= Jim Zockoll =

American businessman within franchising (1930–2024)

James Francis Zockoll (14 February 1930 – 25 January 2024) was an American-born pilot and businessman who pioneered franchising in the United Kingdom, founding the Dyno-Rod drain repair business in 1963.

==Early life==
The youngest of Fred and Margaret Zockoll's six children, Jim Zockoll was born and grew up in North Braddock near Pittsburgh, Pennsylvania. He graduated from Scott High School in 1949 and immediately joined the US Air Force, where he served as an aircraft mechanic crew chief in the Korean War.

Following service, Zockoll returned to the US and attended the Pittsburgh Institute of Aeronautics to expand his mechanical skills and obtain his Aircraft and Engine license. He also enrolled in flying school. In 1955, he got a job as a flight engineer with Pan American World Airways (Pan Am), working on DC6 and DC7 aircraft.

When Pan Am introduced Boeing 707s in the late 1950s, engineers were no longer needed on every flight. Feeling his job was insecure, Zockoll began a couple of sidelines: he invested in rental properties on Long Island and started a small drain-cleaning business.

==Franchising career==
In December 1963, during a crew stopover at The Kensington Gardens Hotel in London, the hotel's manager had a problem with blocked drains under the hotel's ballroom that would need a lengthy repair at a cost of 40,000 guineas (equivalent to £1m in 2024). Zockoll flew back to the US to get his electro-mechanical drain-cleaning machine – equipment which was unknown in the UK – and cleared it in 20 minutes.

Zockoll spotted a business opportunity, moved his family to London and, with support from his father-in-law and the hotel's plumber, founded Surbiton-based Dyno-Rod.

Zockoll used a franchising model – also then unknown in the UK – to expand the business. It was the UK’s first non-fast food franchising business. Franchisees paid a fee and up to 30% of sales revenue for the franchise, equipment, van and advertising. Zockoll also introduced further US franchises into the UK, and in 1977, Dyno-Rod became the founding member of the British Franchise Association (BFA). The company's experience helped to lay the foundation of good practice for the industry and encouraged other franchises to join.

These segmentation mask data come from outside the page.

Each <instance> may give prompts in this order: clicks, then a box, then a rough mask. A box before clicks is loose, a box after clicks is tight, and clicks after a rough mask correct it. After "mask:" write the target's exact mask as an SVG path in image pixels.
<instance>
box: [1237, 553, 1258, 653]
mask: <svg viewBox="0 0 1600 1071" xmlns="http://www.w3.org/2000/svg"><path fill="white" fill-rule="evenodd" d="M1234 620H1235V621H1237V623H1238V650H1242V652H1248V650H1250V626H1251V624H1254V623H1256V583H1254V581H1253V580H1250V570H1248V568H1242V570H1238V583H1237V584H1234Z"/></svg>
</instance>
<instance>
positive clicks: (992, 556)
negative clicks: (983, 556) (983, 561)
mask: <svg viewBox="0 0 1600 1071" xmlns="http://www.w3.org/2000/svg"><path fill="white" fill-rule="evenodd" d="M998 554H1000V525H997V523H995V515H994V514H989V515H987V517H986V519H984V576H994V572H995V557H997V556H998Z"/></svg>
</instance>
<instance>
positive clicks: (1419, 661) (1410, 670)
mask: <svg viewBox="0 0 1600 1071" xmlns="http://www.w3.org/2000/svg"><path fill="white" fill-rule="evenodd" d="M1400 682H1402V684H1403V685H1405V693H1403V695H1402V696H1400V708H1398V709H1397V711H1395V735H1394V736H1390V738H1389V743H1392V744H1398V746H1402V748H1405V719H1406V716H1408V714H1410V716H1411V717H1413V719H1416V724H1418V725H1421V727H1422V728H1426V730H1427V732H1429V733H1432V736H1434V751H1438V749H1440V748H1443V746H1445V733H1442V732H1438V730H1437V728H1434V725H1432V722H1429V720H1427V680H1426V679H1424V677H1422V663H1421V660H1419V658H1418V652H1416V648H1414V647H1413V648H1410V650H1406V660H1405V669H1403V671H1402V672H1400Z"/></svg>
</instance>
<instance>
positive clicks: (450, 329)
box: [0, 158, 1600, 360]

During this time Zockoll continued working as a pilot for Pan Am, enjoying the security and glamour of flying. He told The Times: "I am also a restless soul. I just could not stay here and do the day-to-day running of the business. Flying enables me to get around Europe and think up and develop ideas.” In 1983, he took early retirement from the airline to focus on his expanding business.

By July 2004, Dyno-Rod had around 167 franchises, including emergency plumbing, locksmith services (Dyno-Lock), pest control (Dyno-Kil) and burglary repairs (Dyno-Secure), and a turnover of £60m. The parent group, Dyno Group, started to plan an initial public offering worth up to £50m ($92.8m) to fund a £60.5m buy-out of the business from Zockoll. However, in October 2004, Zockoll sold Dyno-Rod to Centrica, the owner of British Gas, for £57.6 million.

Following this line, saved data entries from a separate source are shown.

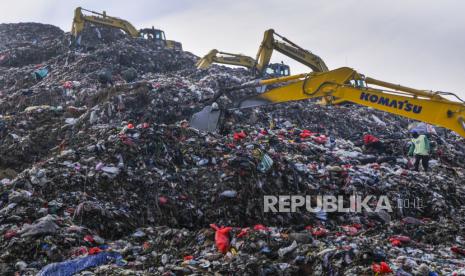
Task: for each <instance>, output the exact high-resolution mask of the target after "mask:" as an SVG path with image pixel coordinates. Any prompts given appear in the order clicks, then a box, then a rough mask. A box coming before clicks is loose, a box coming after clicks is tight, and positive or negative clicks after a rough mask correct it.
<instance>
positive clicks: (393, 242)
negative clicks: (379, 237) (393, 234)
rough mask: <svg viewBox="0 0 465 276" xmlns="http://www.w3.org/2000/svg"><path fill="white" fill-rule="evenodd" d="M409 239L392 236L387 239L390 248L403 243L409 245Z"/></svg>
mask: <svg viewBox="0 0 465 276" xmlns="http://www.w3.org/2000/svg"><path fill="white" fill-rule="evenodd" d="M410 241H411V239H410V238H409V237H407V236H392V237H390V238H389V242H391V245H392V246H401V245H402V244H404V243H409V242H410Z"/></svg>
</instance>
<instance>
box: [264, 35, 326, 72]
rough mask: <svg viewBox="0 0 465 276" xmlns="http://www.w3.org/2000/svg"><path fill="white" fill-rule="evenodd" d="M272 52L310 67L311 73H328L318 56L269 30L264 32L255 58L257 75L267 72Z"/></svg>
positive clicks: (272, 53)
mask: <svg viewBox="0 0 465 276" xmlns="http://www.w3.org/2000/svg"><path fill="white" fill-rule="evenodd" d="M275 36H277V37H279V38H281V40H282V41H279V40H277V39H275ZM274 50H276V51H278V52H280V53H282V54H283V55H286V56H288V57H289V58H291V59H293V60H296V61H298V62H300V63H302V64H304V65H306V66H308V67H310V68H311V69H312V70H313V72H326V71H328V67H327V66H326V64H325V63H324V61H323V60H322V59H321V58H320V57H319V56H317V55H315V54H313V53H312V52H310V51H308V50H305V49H303V48H302V47H300V46H299V45H297V44H295V43H294V42H292V41H290V40H289V39H287V38H285V37H283V36H281V35H279V34H278V33H276V32H275V31H274V30H273V29H269V30H266V31H265V33H264V35H263V40H262V43H261V44H260V47H259V48H258V52H257V56H256V58H255V60H256V61H257V64H256V65H255V68H256V70H257V72H258V74H259V75H261V74H263V72H264V71H265V70H267V67H268V64H269V63H270V59H271V55H272V54H273V51H274Z"/></svg>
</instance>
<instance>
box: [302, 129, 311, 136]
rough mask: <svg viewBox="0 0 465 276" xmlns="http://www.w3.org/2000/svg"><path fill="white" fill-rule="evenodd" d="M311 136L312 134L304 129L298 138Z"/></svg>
mask: <svg viewBox="0 0 465 276" xmlns="http://www.w3.org/2000/svg"><path fill="white" fill-rule="evenodd" d="M312 135H313V133H312V132H311V131H310V130H308V129H304V130H302V132H301V133H300V138H308V137H310V136H312Z"/></svg>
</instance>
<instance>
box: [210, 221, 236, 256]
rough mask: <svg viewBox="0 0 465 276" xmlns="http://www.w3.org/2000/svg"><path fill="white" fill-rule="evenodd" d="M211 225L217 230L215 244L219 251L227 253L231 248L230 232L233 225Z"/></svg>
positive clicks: (231, 228) (215, 230)
mask: <svg viewBox="0 0 465 276" xmlns="http://www.w3.org/2000/svg"><path fill="white" fill-rule="evenodd" d="M210 227H211V228H213V229H214V230H215V231H216V232H215V244H216V248H218V251H220V252H221V253H223V254H225V253H226V252H228V250H229V232H230V231H231V230H232V227H224V226H222V227H221V228H219V227H218V226H217V225H216V224H210Z"/></svg>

Talking about the sale, Zockoll told The Times:

"My lucky break was realising this industry existed in the US but not in the UK. I invested £20,000 savings into getting Dyno-Rod off the ground and I still had my income as a pilot. I was really confident that it was going to be a success. It took the country by storm. People were amazed that we turned up within the hour and had the drains cleared in no time at all."

Zockoll became a British citizen in 2017. He continued working as chairman of the Zockoll Group, his franchising and licensing business, up until his death in 2024.

==Personal life and death==
Zockoll died on 25 January 2024, at the age of 93. He was survived by his wife Ann, who he had met in England, and sons Steven and Jim.